茎は太く、地表を横にはう。茎からは多数の葉を寄り合うように出す。また、よく枝分かれした根が多数でる。葉は筒状で、先端は丸く開く。多くの種では葉の背中側の部分が丸く突出し、前にまがって入り口の少し上の空間で傘のように広がり、蓋の形になる。蓋の裏面には下向きの毛が密生し、昆虫が滑り落ちやすくなっている。筒の腹面側の外側には一枚の縦に伸びるヒレがある。葉全体は緑色で光合成も行う。夏以降などにはヒレの部分のみが発達し、管状の部分が小さくなった剣状葉を出す。その様子はいわゆる単面葉である。特に温暖な地域を除いて、葉は冬には枯れ、茎のみが越冬する。
春から初夏に花をつける。茎の先端から伸びる花茎は、先端に丸い蕾をつけて立ち上がり、次第に伸び上がりながら、やがて茎の先端は曲がって蕾は下を向く。花は葉よりも高く伸びた花茎の先端に一つだけつく。花は非常に独特のもので、萼は五枚、花びらも五枚。雄蘂は多数、雌蘂は先端が五つに分かれる。こう書くとごく普通であるが、雌蘂が変わっている。雌蘂の先端は大きく五つに分かれ、先端は大きく反り返るが、実際にはその間に水掻きのように組織がつながっているので、その形は五本の骨を持った雨傘のようなものである。しかもそれぞれの先端に小さく突出する柱頭は内側に向かっている。花びらはこの雌蘂の柱頭の間に位置し、下向きに長くたれる。したがって、花びらの間から柱頭の部分が少し突き出ている。萼は花びらよりはるかに短く、花の基部で平らに広がる。雄蘂はすべて花びらの内側に収まる。
この形は、昆虫による花粉媒介に対応した構造である。つまり、花粉をつけた昆虫が内部に入り込むと、花から出る場合、花びらの隙間から出なければならず、その時に必ず柱頭に花粉をつけることになる。
[編集] 捕虫のしくみ
前述のように葉が筒になってそこに虫を落とす、落とし穴式の捕虫器を持つ。大半の種はよく似た捕虫器を持つが、一部は多少異なった構造を持つ。

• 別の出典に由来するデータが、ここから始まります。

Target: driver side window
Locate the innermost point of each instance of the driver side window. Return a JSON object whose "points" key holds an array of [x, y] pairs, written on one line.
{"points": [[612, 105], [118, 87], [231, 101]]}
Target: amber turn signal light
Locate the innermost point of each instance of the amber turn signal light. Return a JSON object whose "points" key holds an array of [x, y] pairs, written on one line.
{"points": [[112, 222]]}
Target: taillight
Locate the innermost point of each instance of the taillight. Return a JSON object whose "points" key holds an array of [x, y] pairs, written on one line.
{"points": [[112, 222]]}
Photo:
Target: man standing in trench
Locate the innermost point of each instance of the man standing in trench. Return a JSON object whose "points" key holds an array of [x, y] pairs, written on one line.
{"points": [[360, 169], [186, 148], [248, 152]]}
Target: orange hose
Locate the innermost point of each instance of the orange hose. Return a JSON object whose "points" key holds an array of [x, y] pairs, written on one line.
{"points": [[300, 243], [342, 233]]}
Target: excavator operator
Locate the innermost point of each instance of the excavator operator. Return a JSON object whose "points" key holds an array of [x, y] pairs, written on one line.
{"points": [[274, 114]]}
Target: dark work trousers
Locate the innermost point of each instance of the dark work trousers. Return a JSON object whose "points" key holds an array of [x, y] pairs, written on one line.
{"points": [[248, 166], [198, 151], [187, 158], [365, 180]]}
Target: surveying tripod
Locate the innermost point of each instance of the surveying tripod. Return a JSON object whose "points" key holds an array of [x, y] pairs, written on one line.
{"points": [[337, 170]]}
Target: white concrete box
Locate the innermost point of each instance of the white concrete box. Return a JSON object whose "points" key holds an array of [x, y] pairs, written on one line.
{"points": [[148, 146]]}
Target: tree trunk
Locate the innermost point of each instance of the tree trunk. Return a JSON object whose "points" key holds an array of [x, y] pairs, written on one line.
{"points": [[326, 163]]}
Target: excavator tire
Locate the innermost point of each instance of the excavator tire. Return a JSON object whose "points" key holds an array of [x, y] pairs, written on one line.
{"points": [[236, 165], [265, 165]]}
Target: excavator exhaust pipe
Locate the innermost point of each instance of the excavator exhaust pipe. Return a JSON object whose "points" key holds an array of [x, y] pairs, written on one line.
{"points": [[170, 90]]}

普通のものは、先に述べたように細長い筒状の葉を持ち、真っすぐに立ち上がる。この型のもので大柄なのはキバナヘイシソウで、葉の高さは1m近くなる。先端は丸く開き、背中側から蓋が生じる。葉が出てくる時には、初めは入り口の部分は左右から閉じられ、蓋も左右から二つ折りになっている。成長すると、やがて入り口が開き、その周囲は少し外に向かって巻く。袋の内側は粉を吹いたようになってすべすべになっている。また、内側の下方では下向きの毛がはえていて、虫を下へと落とすようになっている。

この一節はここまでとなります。